FİKRİ SÖNMEZ ve MUSTAFA KEMAL ÇAMAŞ!!!
Bu memleket her yere nasip olmayacak, bereketli topraklara sahiptir. Şehir giriş ve çıkışından dere akan, nadir ilçelerden biridir Fatsa'm. Eee böyle olunca, insanı da kıymetli oluyor tabi. Kıymetli topraklardan, çok kıymetli isimler çıkıyor haliyle.
Bazıları sanatda ilerliyor, bazıları iş dünyasında, bazıları ise bilimde. Çoğu, ülkemize inanılmaz hizmetlerde bulunmuştur, bu isimlerin. Ama ben hep ahde vefaya bakarım. Yani bu isimler, doğdukları topraklara hakettiği değeri vermiş mi? Orada çakılmış bir çivileri var mı? Bir okulda veya bir sokakta, ismini yaşatabilecek hizmetlerde bulunmuş mu? Yoksa sadece üç-dört bayramda bir gelip, tavla oynayıp, Dolunay'da rakı içip tekrar yaşadıkları yere geri mi dönmüşler? Bu isimler Karun kadar zengin olsa, gökteki yıldızlar kadar değerli olsa, benim için bir anlam ifade etmiyor. Benim için Fatsa'da iki yıldız vardı. Birisi (Terzi) Fikri Sönmez, ikincisi Mustafa Kemal Çamaş. İkisi de, Fatsa'ya hiç olmamış hizmetleri yaptılar. Fikri Sönmez sadece 9 ay hizmette kaldı. Ama o dokuz ayı öyle bir geçirdi ki, tam 35 yıl geçmesine rağmen hala konuşuluyor tüm ülkede. Peki ne yaptı? Yeni Kumru Caddesi, Evren Caddesi ve en önemlisi de Dereüstü'nü o açtı. Yani O , bir şehrin geleceğini değiştirdi. Halk meclisini kurması ise, bence vizyonistliğin en önemli göstergelerinden biriydi.
Mustafa Kemal Çamaş ise, 10 yıllık Belediye Başkanlığı döneminde orta kalite bir kıyı şehrini, Karadeniz'in en büyük makina parkına sahip şehri haline getirdi. Sahil konusunda en büyük rakibimiz hep Ünye oldu.

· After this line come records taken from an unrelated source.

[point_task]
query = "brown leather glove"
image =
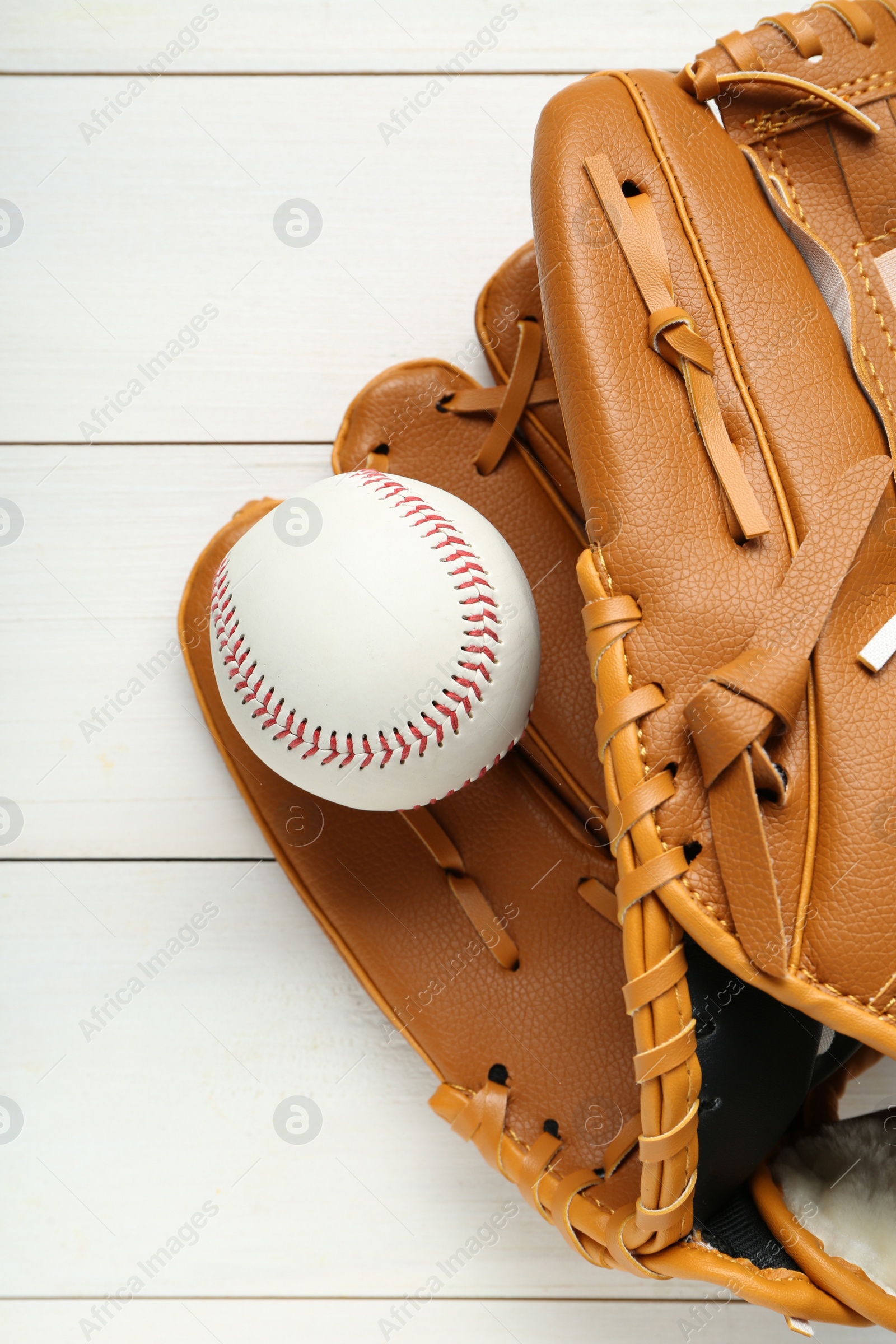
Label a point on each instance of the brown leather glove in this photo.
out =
(486, 926)
(829, 174)
(747, 750)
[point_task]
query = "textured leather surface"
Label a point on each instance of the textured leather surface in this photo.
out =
(799, 420)
(558, 1023)
(514, 292)
(401, 408)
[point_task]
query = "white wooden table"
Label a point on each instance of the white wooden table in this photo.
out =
(135, 221)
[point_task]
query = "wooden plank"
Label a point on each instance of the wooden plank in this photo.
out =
(92, 590)
(437, 1323)
(169, 1108)
(347, 35)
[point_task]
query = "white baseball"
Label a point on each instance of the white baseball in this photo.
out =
(375, 642)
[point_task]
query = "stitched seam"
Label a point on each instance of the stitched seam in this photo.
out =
(789, 113)
(880, 316)
(261, 691)
(853, 999)
(786, 172)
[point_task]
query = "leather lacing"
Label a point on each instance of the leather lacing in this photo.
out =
(673, 337)
(507, 404)
(465, 889)
(700, 80)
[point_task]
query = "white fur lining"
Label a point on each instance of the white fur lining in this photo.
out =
(841, 1186)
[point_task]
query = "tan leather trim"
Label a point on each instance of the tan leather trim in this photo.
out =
(497, 370)
(600, 898)
(833, 1275)
(436, 839)
(790, 1294)
(742, 52)
(665, 166)
(664, 1058)
(585, 1222)
(801, 34)
(796, 990)
(620, 1147)
(667, 1146)
(665, 975)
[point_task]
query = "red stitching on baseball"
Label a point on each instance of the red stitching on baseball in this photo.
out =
(230, 639)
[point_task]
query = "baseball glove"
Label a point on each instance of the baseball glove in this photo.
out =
(828, 171)
(484, 926)
(747, 750)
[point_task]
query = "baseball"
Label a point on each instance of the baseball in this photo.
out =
(375, 642)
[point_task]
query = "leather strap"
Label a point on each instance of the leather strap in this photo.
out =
(629, 710)
(605, 623)
(620, 1147)
(617, 1231)
(647, 796)
(440, 844)
(742, 52)
(638, 884)
(561, 1201)
(672, 335)
(659, 1220)
(763, 690)
(484, 920)
(464, 888)
(662, 1147)
(702, 81)
(609, 610)
(477, 400)
(534, 1167)
(514, 398)
(600, 898)
(656, 982)
(853, 17)
(483, 1120)
(661, 1060)
(799, 31)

Fakat bu 10 yıllık süreçte, Ünye bizim misli misli gerimizde kaldı. Efendiler Eyvanı yaparken, onun yanına Eceler Eyvanı'nı yapacak kadar da naif bir başkandı, Mustafa Kemal Çamaş. Atatürk Parkı'na ve Dolunay Çamlık'a, bambu ağacından bungalow yaptırması, şehrin güzelleşmesine ne kadar önem verdiğinin, en önemli detaylarındandı. Eski yapıları yıktırıp, yeni yapıların önünü açmıştı. Sahilde ki evlerin boyanması için, sert yaptırımlara başvurmuştu. Sahil yolunun çift şeritli yol olması için en büyük uğraşı o verdi. Denizi doldurdu ve denize yaptığı t'lerle önlem aldı. Havuzcu başkan diye adını çıkaranlar, o gittikten sonra su değirmeninden, şelaleye kadar bilimum havuzlar yaptılar. Fakat hiç biri onun yaptırdıkları gibi estetik olamadı. Fatsaspor onun döneminde altın çağını yaşadı. Öyle ki şimdiki Sivasspor'a ve Akçaabat Sebatspor'a sahamızda 4 atarak uğurladık. O zaman 3.lig'te liderdik, şimdi Amatör Lig'te sonuncuyuz. Şimdi sağanak yağışta sel oluyor, o zamanlar bizde sel olmaz, sel olan Ünye'ye araçlarımızla yardıma koşardık. Hem de ekibin liderliğini bizim başkanımız yapardı. Çınar Festivali için çevre il ve ilçelerden bize gelirlerdi, şimdi bizler Ünye'nin festivallerine gider olduk. Onun zamanında ABD'nin Tamarac şehriyle kardeştik, şimdi ise oranın haritada yerini bulamazlar. O zaman borcundan dolayı kimsenin suyu kesilmezken şimdi OSKİ adam kesiyor. Sazcılar suyunu ise, şuan 15 yaşında olan gençlerimiz bilmiyor bile.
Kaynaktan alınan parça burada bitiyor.